A 32 ounce jar of calamondin coulis and two packages of Just Tops ordered online from Calamondin Cafe (required for these cupcakes) plus a printed copy of this calamondin cupcake recipe would make a unique and special gift for the baker in your life.
- 1 cup sugar
- 1 3/4 cups cake flour not self-rising
- 1 1/2 teaspoons baking powder
- 1/2 teaspoon baking soda
- 1/2 teaspoon salt
- 1/4 cup unsalted butter room temperature
- 2 large eggs room temperature
- 1/3 cup greek yogurt
- 1/4 cup canola oil or vegetable oil
- 1/2 teaspoon vanilla extract
- 2/3 cup 6 ounces calamondin coulis
- 1/3 cup whole milk
Calmondin Meringue Buttercream Frosting Ingredients
- 3/4 cup sugar
- 2 large egg whites
- 3/4 cup unsalted butter chilled
- 3/4 teaspoon vanilla extract
- 6 ounces calamondin coulis
- 16 Just Tops
- Preheat oven to 350 F.
- In a medium-sized mixing bowl, mix sugar, cake flour, baking powder, baking soda, and salt.

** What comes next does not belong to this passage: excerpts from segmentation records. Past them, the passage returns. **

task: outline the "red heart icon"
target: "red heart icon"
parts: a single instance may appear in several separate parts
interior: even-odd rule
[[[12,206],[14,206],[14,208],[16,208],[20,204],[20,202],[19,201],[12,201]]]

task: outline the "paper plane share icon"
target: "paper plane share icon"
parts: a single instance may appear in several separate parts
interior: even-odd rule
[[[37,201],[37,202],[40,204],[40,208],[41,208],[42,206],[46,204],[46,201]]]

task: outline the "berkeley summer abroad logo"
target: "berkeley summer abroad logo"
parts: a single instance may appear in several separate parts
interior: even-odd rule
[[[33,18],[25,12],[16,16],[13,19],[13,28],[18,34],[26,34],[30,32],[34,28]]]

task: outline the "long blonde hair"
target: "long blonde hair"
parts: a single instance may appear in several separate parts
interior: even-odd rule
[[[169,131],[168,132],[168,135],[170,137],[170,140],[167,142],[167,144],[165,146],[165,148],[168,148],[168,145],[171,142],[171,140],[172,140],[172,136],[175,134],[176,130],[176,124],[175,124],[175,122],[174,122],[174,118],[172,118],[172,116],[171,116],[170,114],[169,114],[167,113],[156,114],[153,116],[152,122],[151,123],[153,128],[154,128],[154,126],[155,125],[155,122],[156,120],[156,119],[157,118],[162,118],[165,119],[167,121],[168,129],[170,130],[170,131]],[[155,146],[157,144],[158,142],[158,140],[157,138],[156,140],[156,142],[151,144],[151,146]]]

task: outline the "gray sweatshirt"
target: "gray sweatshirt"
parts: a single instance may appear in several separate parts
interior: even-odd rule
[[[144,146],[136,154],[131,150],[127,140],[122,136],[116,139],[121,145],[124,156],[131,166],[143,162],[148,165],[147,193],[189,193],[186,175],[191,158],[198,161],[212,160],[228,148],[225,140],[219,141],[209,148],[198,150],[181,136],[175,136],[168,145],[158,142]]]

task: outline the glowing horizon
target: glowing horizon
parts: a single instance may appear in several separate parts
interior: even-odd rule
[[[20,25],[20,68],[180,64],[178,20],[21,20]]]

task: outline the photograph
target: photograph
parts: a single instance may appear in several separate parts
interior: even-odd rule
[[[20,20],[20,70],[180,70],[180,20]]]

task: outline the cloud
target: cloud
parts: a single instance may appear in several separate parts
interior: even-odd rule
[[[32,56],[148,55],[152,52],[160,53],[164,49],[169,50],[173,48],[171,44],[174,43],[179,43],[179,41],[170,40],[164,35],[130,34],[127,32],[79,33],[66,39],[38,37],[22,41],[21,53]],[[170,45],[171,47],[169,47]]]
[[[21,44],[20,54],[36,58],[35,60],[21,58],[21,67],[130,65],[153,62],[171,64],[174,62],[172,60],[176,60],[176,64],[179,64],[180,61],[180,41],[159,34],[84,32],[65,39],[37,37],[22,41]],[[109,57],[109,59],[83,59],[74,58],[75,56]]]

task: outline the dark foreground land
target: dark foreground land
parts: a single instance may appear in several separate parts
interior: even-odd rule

- Add butter and mix until fully combined.
- In a small mixing bowl, whisk together eggs, yogurt, oil, and vanilla until smooth.
- Add egg mixture to flour mixture and mix until just combined.
- Mix in calamondin coulis until just combined.
- Mix in milk until just combined.
- Fill cupcake liners 3/4 full.
- Bake for 20 minutes or until cupcakes bounce back when lightly touched.
Calmondin Meringue Buttercream Frosting Instructions
- In the heatproof bowl of an electric mixer set over a saucepan of simmering water, combine egg whites and sugar.
- Cook, whisking constantly until sugar has dissolved and mixture is warm to the touch (about 160 F).
- Attach the bowl to the mixer fitted with its whisk attachment.
- Beat the egg white mixture on high speed until it holds stiff peaks. Then, continue beating until the mixture is fluffy and cooled (about six minutes).
- Switch to the paddle attachment.
- With the mixer on medium-low speed, add butter several tablespoons at a time, beating well after each addition. (If the frosting appears to separate after the butter has been added, beat on medium-high until smooth again, 3-5 minutes more.)
- Beat in vanilla extract on low speed to eliminate air bubbles (about 2 minutes).
- Stir in calamondin coulis with a rubber spatula.
- Pipe on cooled cupcakes.
- Top frosting with "Just Tops".
Note: This was a sponsored post by Calamondin Cafe. But, all of the opinions shared in this post are from my own experience with their products.